Came home, no problem. A bit on edge, no problem. No energy, no problem. A bit jumpy, no problems. Issues at home, who cares. Friends stop calling, better that way. GF thinks I'm an (expletive)..., she's better off without me. Can't sleep, who needs sleep. Can't concentrate, okay... that's not cool. It's ironic what becomes important to us.

Then a family member passed away. A person I looked up to my whole life. A person even through the roughest of times I still kept close. And I lost all semblance of "no problems" that I had left... I could no longer pretend.
And, it would seem, I could no longer do my job. I felt tortured inside the very walls of my job. I worked as a floor nurse you see. Everywhere I would feel triggered.

I'm new here. Hi. I've read some of your stories already though. I hope you don't mind. I think it's a safety thing we do. I've seen it and heard it over and over again, and it's true for me. Some times it's easier to talk to people that just "get you".
I isolate. I sometimes feel that people can just never fully grasp what it is I feel.
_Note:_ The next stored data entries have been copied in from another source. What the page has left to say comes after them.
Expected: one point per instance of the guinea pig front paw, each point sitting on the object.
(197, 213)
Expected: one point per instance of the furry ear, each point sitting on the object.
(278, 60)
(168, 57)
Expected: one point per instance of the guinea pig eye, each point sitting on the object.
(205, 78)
I compare it to a woman trying to explain to a man what giving birth would feel like... just don't think there are things that can be explained...
 
Welcome! I'm sorry that you have the need for serious support, but here you will find comfort and understanding. Thank you for serving our country for the 2 tours. Words can not express my gratitude.

It is good to read others' stories, as that is how you find commonalities. I worked in the medical field for 25 years, and lastly, was a medical assistant/unit secretary for a large OB/GYN practice. I can no longer multitask, or be in that environment in a working capacity. I loved it, and still miss the patient interaction.
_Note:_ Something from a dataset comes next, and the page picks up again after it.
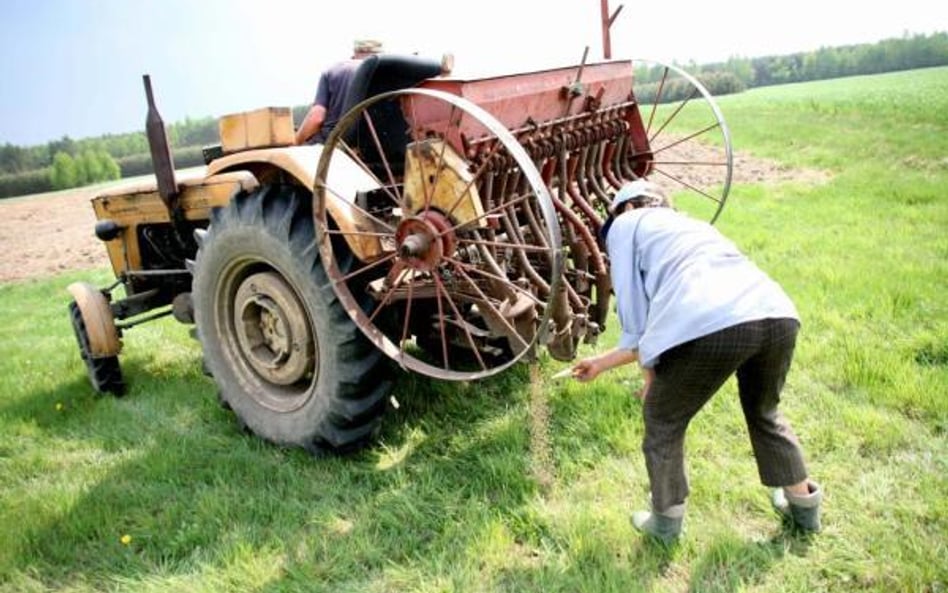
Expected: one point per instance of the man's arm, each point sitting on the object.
(589, 368)
(311, 123)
It is enough to take my parents, and myself to the doctor's visits. I am and will be their caretaker till the end, which I hope is not close. Dad is 81 & Mother is 79.
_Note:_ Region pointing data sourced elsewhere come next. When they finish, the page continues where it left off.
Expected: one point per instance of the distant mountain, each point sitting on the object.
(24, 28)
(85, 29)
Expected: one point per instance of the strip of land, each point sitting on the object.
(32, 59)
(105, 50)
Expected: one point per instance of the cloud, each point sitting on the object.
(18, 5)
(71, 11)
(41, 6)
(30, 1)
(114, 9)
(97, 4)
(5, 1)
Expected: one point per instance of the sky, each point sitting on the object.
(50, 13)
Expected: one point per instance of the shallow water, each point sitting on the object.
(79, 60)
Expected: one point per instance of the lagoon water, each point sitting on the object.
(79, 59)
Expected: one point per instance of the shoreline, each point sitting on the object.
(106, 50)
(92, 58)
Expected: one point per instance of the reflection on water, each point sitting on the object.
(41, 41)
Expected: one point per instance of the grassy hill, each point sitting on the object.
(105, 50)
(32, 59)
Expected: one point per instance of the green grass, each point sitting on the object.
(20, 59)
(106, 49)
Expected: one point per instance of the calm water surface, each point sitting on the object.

I agree with your analogy of "trying to explain to a man what giving birth feels like" and cannot be explained. That IS PTSD!

I'm sending you thoughts & prayers of blessings and peace on your journey to health!

AKJ
 
Gecko, I have no great answers for you... But I have some of the deepest appreciation for what you have done. Over years, I have read combat medic articles that just, hurt my heart for what you have gone through. I can't relate, but I acknowledge and appreciate what you do/done/did.
 
Medic- Thank you for your service. My job helps me to escape sometimes and I can't imagine it not being that way. Its where I don't have time to think about anything but work and what I need to accomplish before I leave for the day. Your job so closely relates to your trauma that hurts my heart for you. I am glad that you are seeking help and I wish you good vibes in healing.